Publications and Research
Chemical, microbial and safety profiling of a standardized Withania somnifera (Ashwagandha) extract and Withaferin A, a potent novel phytotherapeutic of the millennium
Background:Withania somnifera (L.) Dunal, popularly known as Ashwagandha, is an ethnomedicinal plant with multiple pharmacotherapeutic applications. The diverse medicinal properties of the plant are largely due to the presence of withanolides, a group of C28 ergostane based steroidal lactones, with several sites of unsaturation and oxygenation. Withaferin A, a major with anolide present in Ashwagandha plant accounts for its emerging new roles to treat cancer, arthritis, inflammatory responses, immunomodulatory properties, and neuronal disorders. The root and leaf extracts are specifically important constituent materials for the development of phytotherapeutics, mostly intended for oral consumption. Several studies have been carried out to delineate the toxic manifestations of the extract for human consumption.
Objective:Establish the broad-spectrum safety of W-ferinAmax ashwagandha (WFA).
Study: This investigation demonstrated a novel, standardized W-ferinAmax ashwagandha (WFA) extraction technology from the whole herb of Withania sominfera, conducted HPLC analysis to identify the constituents, detected the heavy metals, microbiological contaminants, pesticides contaminants, and safety profile.
Results:A novel extraction technology was employed to obtain WFA from the whole plant of Withania sominfera.

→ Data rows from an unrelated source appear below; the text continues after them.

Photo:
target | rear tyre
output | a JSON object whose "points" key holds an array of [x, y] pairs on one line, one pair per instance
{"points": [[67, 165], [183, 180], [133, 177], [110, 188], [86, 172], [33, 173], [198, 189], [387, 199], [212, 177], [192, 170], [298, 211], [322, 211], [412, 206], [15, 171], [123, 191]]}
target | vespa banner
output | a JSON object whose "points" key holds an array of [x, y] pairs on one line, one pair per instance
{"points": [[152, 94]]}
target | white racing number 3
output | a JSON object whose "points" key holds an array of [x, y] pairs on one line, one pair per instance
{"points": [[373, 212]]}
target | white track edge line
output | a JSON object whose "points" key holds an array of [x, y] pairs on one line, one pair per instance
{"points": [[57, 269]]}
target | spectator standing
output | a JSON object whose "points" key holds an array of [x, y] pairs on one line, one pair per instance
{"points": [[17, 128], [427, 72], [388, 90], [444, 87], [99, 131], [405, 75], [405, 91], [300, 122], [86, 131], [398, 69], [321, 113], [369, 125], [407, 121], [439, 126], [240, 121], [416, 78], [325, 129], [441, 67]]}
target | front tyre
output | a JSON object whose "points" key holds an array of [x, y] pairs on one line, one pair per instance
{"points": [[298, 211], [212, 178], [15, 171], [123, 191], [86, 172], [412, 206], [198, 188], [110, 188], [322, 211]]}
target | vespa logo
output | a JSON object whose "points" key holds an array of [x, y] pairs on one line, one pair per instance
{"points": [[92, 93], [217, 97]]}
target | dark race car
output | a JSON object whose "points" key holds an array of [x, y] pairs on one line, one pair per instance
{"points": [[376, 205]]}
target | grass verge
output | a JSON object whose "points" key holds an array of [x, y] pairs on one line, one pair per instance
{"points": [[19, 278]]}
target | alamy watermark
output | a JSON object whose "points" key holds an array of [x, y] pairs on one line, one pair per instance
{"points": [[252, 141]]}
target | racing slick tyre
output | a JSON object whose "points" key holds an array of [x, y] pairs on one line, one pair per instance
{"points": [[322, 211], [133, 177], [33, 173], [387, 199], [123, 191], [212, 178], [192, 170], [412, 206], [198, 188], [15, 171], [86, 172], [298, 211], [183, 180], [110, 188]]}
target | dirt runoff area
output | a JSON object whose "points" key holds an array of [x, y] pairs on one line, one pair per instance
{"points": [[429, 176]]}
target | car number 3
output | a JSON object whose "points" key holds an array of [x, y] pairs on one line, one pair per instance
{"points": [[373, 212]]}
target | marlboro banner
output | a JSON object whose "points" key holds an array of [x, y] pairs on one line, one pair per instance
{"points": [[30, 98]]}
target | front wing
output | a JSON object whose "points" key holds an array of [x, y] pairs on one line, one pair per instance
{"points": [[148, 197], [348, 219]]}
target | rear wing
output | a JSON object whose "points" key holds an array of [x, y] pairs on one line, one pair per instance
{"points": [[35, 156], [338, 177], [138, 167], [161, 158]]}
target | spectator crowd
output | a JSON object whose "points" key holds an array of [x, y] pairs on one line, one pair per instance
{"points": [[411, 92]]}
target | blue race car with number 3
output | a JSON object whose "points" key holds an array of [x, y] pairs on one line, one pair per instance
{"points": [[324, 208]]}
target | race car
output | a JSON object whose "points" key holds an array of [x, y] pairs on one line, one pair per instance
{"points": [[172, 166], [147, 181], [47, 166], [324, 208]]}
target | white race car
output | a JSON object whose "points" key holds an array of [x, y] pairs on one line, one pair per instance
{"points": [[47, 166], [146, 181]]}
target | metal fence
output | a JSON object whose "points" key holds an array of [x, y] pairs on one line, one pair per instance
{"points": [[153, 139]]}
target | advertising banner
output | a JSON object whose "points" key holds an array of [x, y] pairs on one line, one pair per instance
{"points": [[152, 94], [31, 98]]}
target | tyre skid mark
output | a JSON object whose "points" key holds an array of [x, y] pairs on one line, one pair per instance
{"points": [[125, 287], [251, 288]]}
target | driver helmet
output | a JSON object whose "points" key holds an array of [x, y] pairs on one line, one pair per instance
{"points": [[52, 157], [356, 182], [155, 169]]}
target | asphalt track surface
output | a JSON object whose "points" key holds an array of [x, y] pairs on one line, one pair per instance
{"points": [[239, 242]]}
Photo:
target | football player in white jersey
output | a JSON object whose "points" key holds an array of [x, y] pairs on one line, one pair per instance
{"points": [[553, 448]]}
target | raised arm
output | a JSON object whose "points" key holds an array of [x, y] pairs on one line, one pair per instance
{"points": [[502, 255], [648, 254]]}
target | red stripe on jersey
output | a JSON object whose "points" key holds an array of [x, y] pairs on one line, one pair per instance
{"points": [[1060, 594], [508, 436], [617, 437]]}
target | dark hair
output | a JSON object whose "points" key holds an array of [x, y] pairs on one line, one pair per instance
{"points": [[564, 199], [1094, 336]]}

HPLC analysis revealed that WFA contains a total of 15.4% Withanolides. In particular, Withaferin A, Withanoside IV, and Withanolide A contents were 6.469%, 1.022%, and 0.073%, respectively. The extract contained only 0.403 ppm of heavy metals out of which traces of arsenic, mercury and lead were detected, and cadmium was absent. USP recommended 80 residue basic pesticide screen indicated that the extraction was safe for human consumption. It was also found to be free from pathogenic microbes as assessed by the absence of E. coli and other coliforms, Salmonella and Staphylococcus species.
Conclusion: The data generated cumulatively indicated that WFA is safe for further downstream processing to and for human consumption.